Caduto il muro opposto dalla Turchia, Svezia e Finlandia entrano ufficialmente a far parte dell’Alleanza atlantica. È il primo obiettivo raggiunto dal summit che si tiene a Madrid commentato con orgoglio da Biden con una frase significativa: “Putin voleva il modello Finlandia per l’Europa. Invece ottiene il modello Nato”. Non solo: aumenteranno le truppe a disposizione sul fronte europeo orientale così come l’impegno di Germania e Italia, che metteranno a disposizione le loro basi.
Tutto questo a discapito del cosiddetto fronte sud, quello del Mar Mediterraneo, che ci tocca in prima persona e che sembra non interessare ai vertici Nato, come ci ha detto in questa intervista il generale Giorgio Battisti, già comandante del corpo d’armata di Reazione rapida della Nato in Italia e capo di stato maggiore della missione Isaf in Afghanistan: “Se si legge il testo della pre conference del segretario dell’Alleanza Jens Stoltenberg, ci sono solo due righe alla fine dedicate al Mediterraneo”. Che invece è un fronte caldo: “Nuove ondate migratorie causate dalla crisi alimentare, jihadismo in piena espansione, russi che controllano il gas dell’Algeria e truppe russe in Libia”.
Come prevedibile, da quanto emerge dal summit della Nato, grande attenzione e aumento di mezzi e strategie per quanto riguarda l’Europa dell’Est. Non si è sentito praticamente nulla per un fronte altrettanto caldo e che interessa noi italiani da vicino, quello del Mediterraneo.
È così. Il timore di molti opinionisti e analisti italiani è che con la guerra sul fronte orientale e con l’ingresso di Svezia e Finlandia nella Nato e infine la possibilità che venga costituito un comando strategico che si occupi di eventuali operazioni in quel fronte, si tralasci il fronte del Sud Europa.
In cosa consiste esattamente il nuovo piano strategico per l’Europa orientale?
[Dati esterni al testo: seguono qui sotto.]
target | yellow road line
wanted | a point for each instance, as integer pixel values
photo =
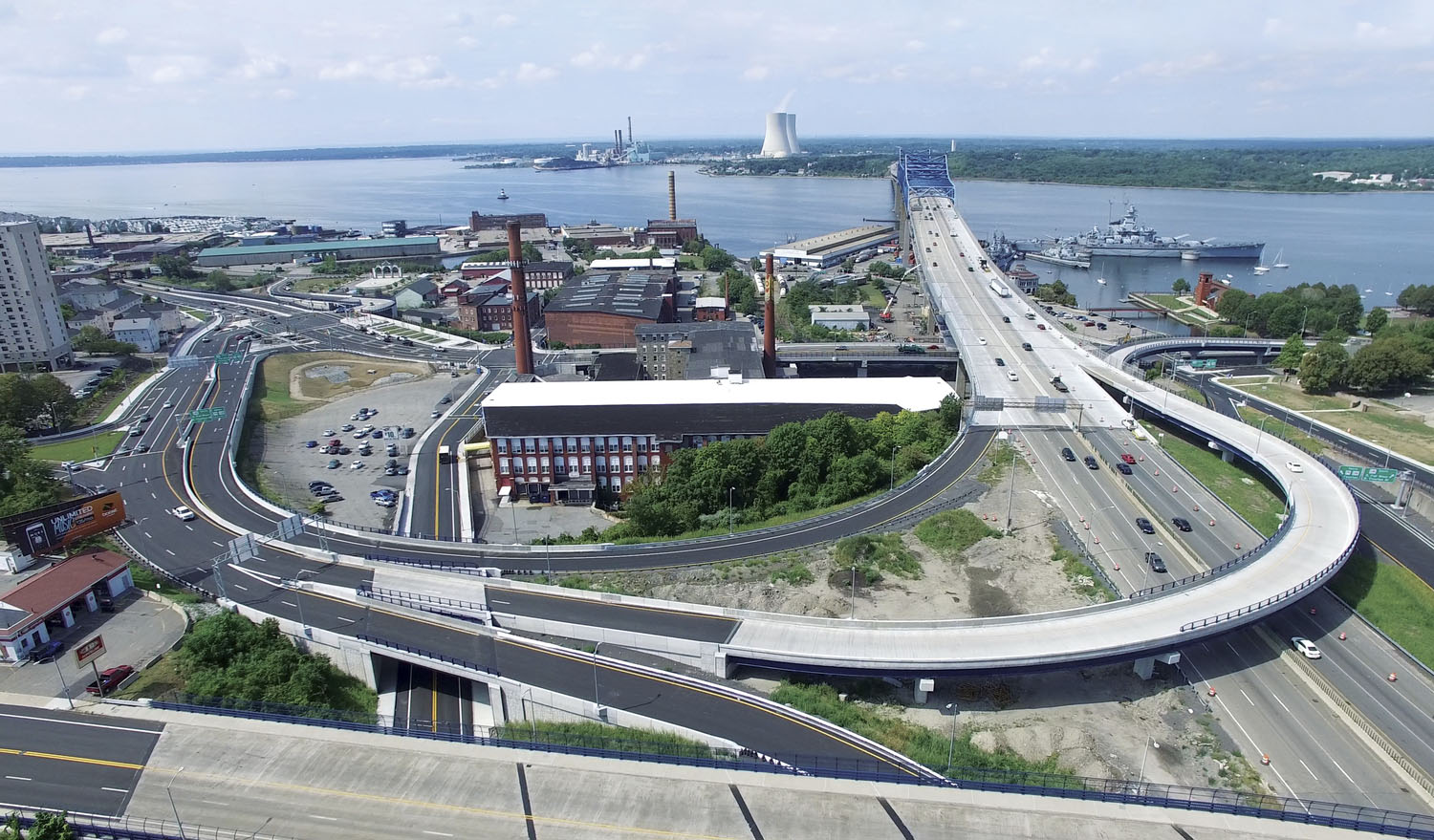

Intanto è stato stabilito che gli attuali otto “battle group” che vanno da 800 a mille uomini verrebbero portati al livello di brigata da 3mila a 5mila uomini. Questa attenzione per il fronte orientale rischia di far sì che il fronte del Mediterraneo venga disatteso.
È un grave errore?
È un grosso problema non solo per la questione della Libia e di altri paesi instabili del Nordafrica, è un problema anche per la questione energetica per la quale abbiamo incrementato i rapporti con i Paesi del Magreb e dell’Africa subsahariana. C’è poi il problema alimentare, che il grano possa mancare in un Paese come l’Egitto e altri, dove la popolazione praticamente vive di cereali. E questo può creare un ulteriore incontrollato flusso migratorio.
Ciò che è successo ai confini con la Spagna nei giorni scorsi è stata una avvisaglia di quanto potrà accadere?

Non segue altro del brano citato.